GRANT SELECT ON product_docs TO docuser;

Then, we can use the view in our pipeline configuration and run the query:

curl -X POST http://localhost:8080/v1/pipelines/docs \
  -H "Content-Type: application/json" \
  -d '{
    "query": "How do I enable SSL?",
    "filter": {
      "conditions": [
        {"column": "product", "operator": "=", "value": "pgAdmin"},
        {"column": "version", "operator": "=", "value": "9.10"}
      ],
      "logic": "AND"
    }
  }'

The API filter uses a structured format with explicit conditions, operators, and logic. This prevents SQL injection by only allowing whitelisted operators (=, !=, <, >, <=, >=, LIKE, ILIKE, IN, NOT IN, IS NULL, IS NOT NULL) and safely parameterizing values. The filter is applied to both the vector search and the BM25 search.

You can also set a default filter in the configuration:

tables:
  - table: "documents_content_chunks"
    text_column: "content"
    vector_column: "embedding"
    filter:
      conditions:
        - column: "status"
          operator: "="
          value: "published"

Note: Configuration file filters can use either the structured format shown above or raw SQL for complex queries (like subqueries). Since config files are controlled by administrators, raw SQL is safe there. API request filters must always use the structured format for security.

Conversation History

For multi-turn conversations, you can include previous messages:

curl -X POST http://localhost:8080/v1/pipelines/docs \
  -H "Content-Type: application/json" \
  -d '{
    "query": "How do I configure that?",
    "messages": [
      {"role": "user", "content": "What authentication methods are supported?"},
      {"role": "assistant", "content": "The system supports OAuth2, LDAP, and internal database authentication."}
    ]
  }'

The conversation history gives the LLM context about what "that" refers to, enabling natural follow-up questions.

Multiple Pipelines

One server can host multiple pipelines for different use cases:

pipelines:
  - name: "pgadmin-docs"
    description: "pgAdmin documentation"
    database:
      database: "ragdb"
    tables:
      - table: "documents_content_chunks"
        text_column: "content"
        vector_column: "embedding"
        filter: "source_id IN (SELECT id FROM documents WHERE product='pgAdmin')"
    # ... LLM config

  - name: "pgedge-docs"
    description: "pgEdge platform documentation"
    database:
      database: "ragdb"
    tables:
      - table: "documents_content_chunks"
        text_column: "content"
        vector_column: "embedding"
        filter: "source_id IN (SELECT id FROM documents WHERE product='pgEdge')"
    # ... LLM config

  - name: "internal-kb"
    description: "Internal knowledge base"
    database:
      database: "internal_kb"
    tables:
      - table: "kb_chunks"
        text_column: "content"
        vector_column: "embedding"
        filter:
          conditions:
            - column: "status"
              operator: "="
              value: "published"
    # ... LLM config

Note that the IN filters in the examples above are illustrative, but sub-optimal performance-wise.
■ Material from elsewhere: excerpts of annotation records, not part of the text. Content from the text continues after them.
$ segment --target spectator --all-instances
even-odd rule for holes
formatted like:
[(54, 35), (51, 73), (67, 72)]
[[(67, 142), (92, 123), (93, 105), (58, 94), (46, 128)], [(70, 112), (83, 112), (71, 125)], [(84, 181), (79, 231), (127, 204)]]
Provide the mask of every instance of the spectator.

You may prefer to create a view that includes the product name or other information with each chunk, and use the view as the pipeline source table.

List available pipelines:

curlhttp://localhost:8080/v1/pipelines
{"pipelines":[{"name":"pgadmin-docs","description":"pgAdmindocumentation"},{"name":"pgedge-docs","description":"pgEdgeplatformdocumentation"},{"name":"internal-kb","description":"Internalknowledgebase"}]}

Alternative LLM Providers

The configuration I showed uses OpenAI for embeddings and Anthropic for completions, but you have options.

All OpenAI

embedding_llm:
  provider: "openai"
  model: "text-embedding-3-small"
rag_llm:
  provider: "openai"
  model: "gpt-4o-mini"

Voyage AI for Embeddings

Voyage offers high-quality embeddings, often at lower cost:

api_keys:
  voyage: "/home/user/.voyage-api-key"

# In your pipeline:
embedding_llm:
  provider: "voyage"
  model: "voyage-3"

Note that Voyage embeddings have 1024 dimensions, so you'd need to adjust your vectorizer configuration in Part 2 accordingly.

Local with Ollama

For complete privacy and no API costs:

embedding_llm:
  provider: "ollama"
  model: "nomic-embed-text"
rag_llm:
  provider: "ollama"
  model: "llama3.2"

No API keys needed. You'll need Ollama running locally with the models pulled:

ollama pull nomic-embed-text
ollama pull llama3.2

Local models are usually slower than API calls (depending on your hardware) but give you complete control over your data.

Production Deployment

For production use, you'll want to consider a few things:

TLS/HTTPS

Enable TLS in the configuration:

server:
  port: 443
  tls:
    enabled: true
    cert_file: "/etc/ssl/certs/server.pem"
    key_file: "/etc/ssl/private/server.key"

Authentication

The RAG server doesn't include authentication - it's designed to sit behind your infrastructure. Common approaches:

  • Put it behind a reverse proxy (nginx, Caddy) with authentication

  • Use an API gateway

  • Run it on a private network accessible only to your application servers

Systemd Service

Create a service file at /etc/systemd/system/pgedge-rag-server.service

[Unit]
Description=pgEdge RAG Server
After=network.target postgresql.service

[Service]
Type=simple
User=pgedge
ExecStart=/usr/local/bin/pgedge-rag-server -config /etc/pgedge/rag-server.yaml
Restart=always
RestartSec=5

[Install]
WantedBy=multi-user.target

Note that the “ExecStart” line should include the path to the config file on the same line, in case it wraps in your browser!

Then:

sudo systemctl daemon-reload
sudo systemctl enable pgedge-rag-server
sudo systemctl start pgedge-rag-server

Tuning Performance

A few parameters affect performance and quality:

token_budget - Higher values give the LLM more context but increase latency and cost. Start with 4000 and adjust based on your content and response quality.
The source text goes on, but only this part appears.